2. Penilaian yang Belum Mendukung
Selama penilaian masih didominasi oleh pilihan ganda dan hafalan, guru dan siswa akan bermain aman. Padahal deep learning perlu evaluasi autentik: proyek, portofolio, refleksi, debat, diskusi, dan pemecahan masalah nyata.
3. Kultur Sekolah yang Masih Berpusat pada Guru
Deep learning menempatkan siswa sebagai subjek utama pembelajaran. Tapi di banyak sekolah, relasi masih vertikal: guru bicara, siswa mendengarkan. Perlu budaya dialogis dan ruang partisipasi agar siswa berani bertanya dan mencoba.
4. Keterbatasan Sumber Daya dan Pelatihan Guru
Mengubah pendekatan butuh pelatihan yang bermakna, bukan sekadar seminar formalitas. Guru perlu didampingi secara berkelanjutan untuk memahami, merancang, dan mengevaluasi pembelajaran mendalam.
5. Tekanan Nilai dan Ranking
Orang tua, bahkan siswa sendiri, masih terpaku pada peringkat, bukan pada proses belajar. Ini bisa menekan guru untuk fokus pada hasil, bukan pada kedalaman.

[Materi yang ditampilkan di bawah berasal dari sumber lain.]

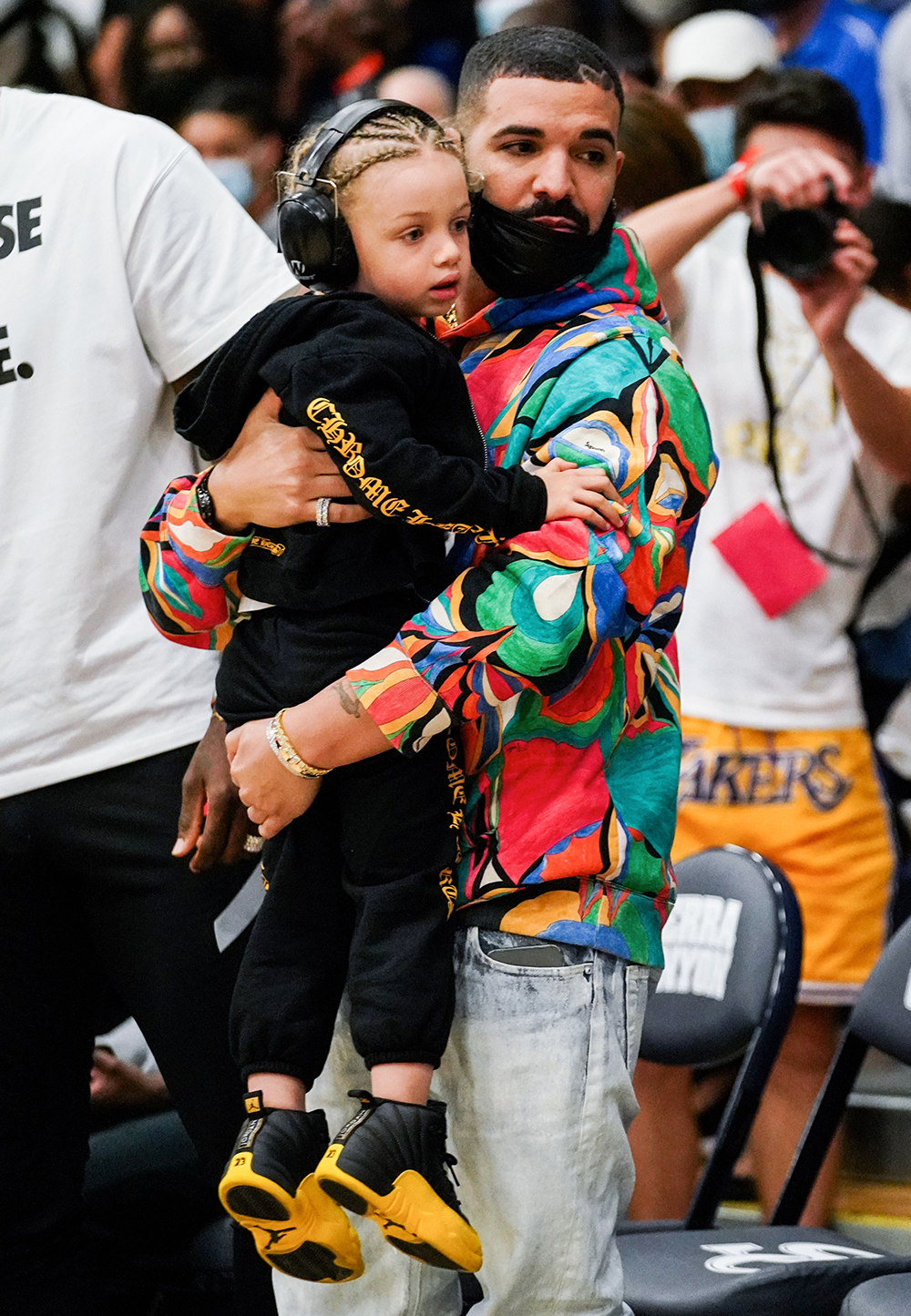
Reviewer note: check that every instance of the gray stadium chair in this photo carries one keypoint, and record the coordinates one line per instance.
(783, 1268)
(732, 969)
(889, 1295)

Langkah Menuju Deep Learning yang Autentik
Lalu bagaimana jalan keluarnya? Berikut beberapa pendekatan konkret:
Mulai dari pertanyaan bermakna: Rancang pembelajaran dengan pertanyaan pemantik yang membuat siswa berpikir kritis, bukan sekadar menjawab definisi.
Gunakan proyek nyata: Libatkan siswa dalam proyek yang punya dampak sosial dan relevan dengan kehidupan mereka.
Latih guru untuk menjadi fasilitator, bukan sekadar penyampai informasi.
Dorong refleksi siswa: Berikan ruang untuk jurnal, refleksi, diskusi terbuka.
Ciptakan budaya aman untuk gagal dan mencoba. Deep learning butuh ruang eksperimentasi, bukan hanya zona nyaman.
Penutup: Pendidikan yang Mengakar, Bukan Mengambang
Deep learning menantang kita untuk menggeser paradigma pendidikan: dari teaching ke learning, dari instruksi ke transformation. Ini bukan proyek instan, tapi perjalanan panjang yang dimulai dari keberanian bertanya: Apakah kita hanya mencetak siswa cerdas, atau sedang membentuk manusia utuh?